Rings of Saturn and other Litmaps

Folowing on from the Bruges-la-Morte post, I still haven't completely read WG Sebald's The Rings of Saturn (I came as close as I ever have to swearing in front of a customer a few weeks back when he bought the single copy I hadn't noticed was on the shelves). Meanwhile, there are continuing interesting posts at the blog Vertigo: Collecting & Reading W.G. Sebald.

I'm very much inspired by the possibilities suggested in Mapping Sebald's Literary Landscape, which links to Barbara Hui's "Litmap" - an annotation of Google Maps with the places mentioned during the East Anglian walking tour of the unnamed narrator of The Rings of Saturn.

See her Litmap Presentation Notes for background. The notes mention a similar project, Gutenkarte, that mines Project Gutenbeg texts to create presentations with placenames hyeprlinked to a map.
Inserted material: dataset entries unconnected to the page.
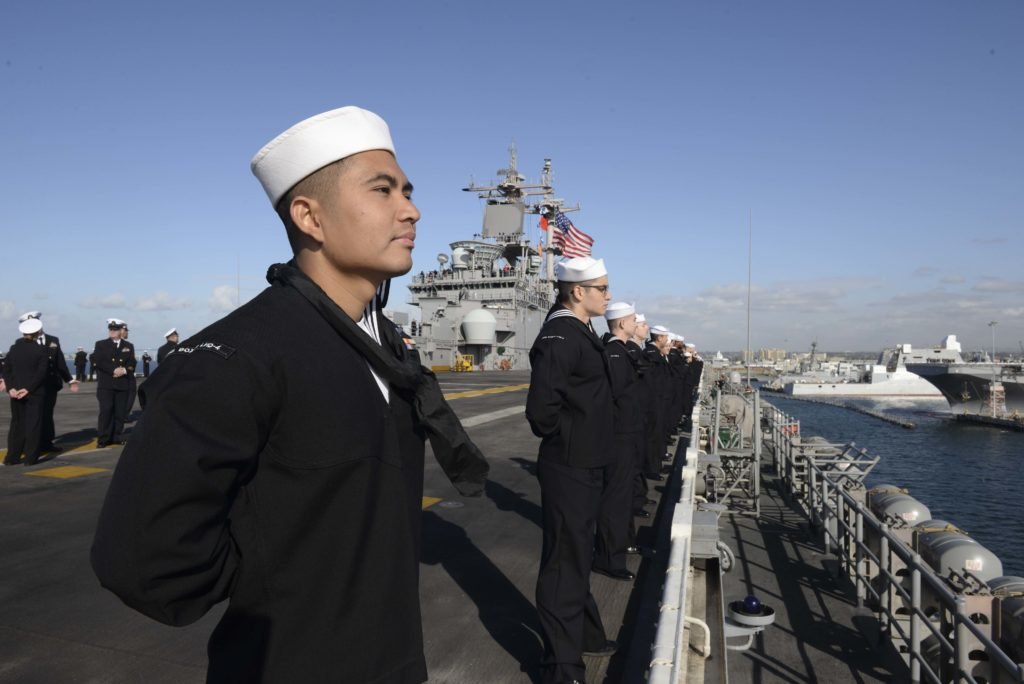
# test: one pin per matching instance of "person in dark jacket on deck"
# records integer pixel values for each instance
(279, 460)
(615, 531)
(80, 359)
(172, 343)
(25, 374)
(569, 407)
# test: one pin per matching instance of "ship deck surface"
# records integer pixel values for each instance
(477, 575)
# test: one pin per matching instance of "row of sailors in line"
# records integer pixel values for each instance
(35, 371)
(605, 411)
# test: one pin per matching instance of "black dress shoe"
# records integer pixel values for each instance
(608, 648)
(622, 575)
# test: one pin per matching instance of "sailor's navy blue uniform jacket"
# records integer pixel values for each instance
(268, 469)
(569, 402)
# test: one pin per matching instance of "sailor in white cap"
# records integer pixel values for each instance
(615, 531)
(132, 381)
(25, 375)
(56, 375)
(643, 365)
(170, 345)
(569, 407)
(694, 370)
(114, 362)
(291, 486)
(658, 388)
(80, 359)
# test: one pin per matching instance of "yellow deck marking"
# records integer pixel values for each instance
(481, 392)
(66, 472)
(87, 446)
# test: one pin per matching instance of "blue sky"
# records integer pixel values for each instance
(878, 146)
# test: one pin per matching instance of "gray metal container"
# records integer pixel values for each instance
(896, 508)
(945, 549)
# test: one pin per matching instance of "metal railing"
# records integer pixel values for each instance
(943, 636)
(668, 663)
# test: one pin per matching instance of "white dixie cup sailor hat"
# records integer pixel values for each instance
(580, 269)
(30, 326)
(312, 143)
(619, 310)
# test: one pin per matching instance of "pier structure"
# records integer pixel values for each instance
(929, 602)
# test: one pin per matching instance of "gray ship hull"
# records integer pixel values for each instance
(966, 386)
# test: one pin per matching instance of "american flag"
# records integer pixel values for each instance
(570, 240)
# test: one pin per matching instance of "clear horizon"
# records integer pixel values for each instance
(876, 147)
It has rough edges - for instance, it thinks Providence might be a location in

they had a notion that Providence would interfere in favour of him who was in the right.
- The Journal of a Tour to the Hebrides with Samuel Johnson, LL.D., James Boswell

but it seems a very good interface for reading works with a strongly geographical component.
- Ray

1 comment:

  1. Thanks to you, I've just spent altogether too much time on armchair travel :-)

    I particularly enjoyed Gutenkarte's Odyssey.

    And seeing Epping (again, Gutenkarte) located out on the French/German border adds a ... new dimension to Wells's in War of the worlds!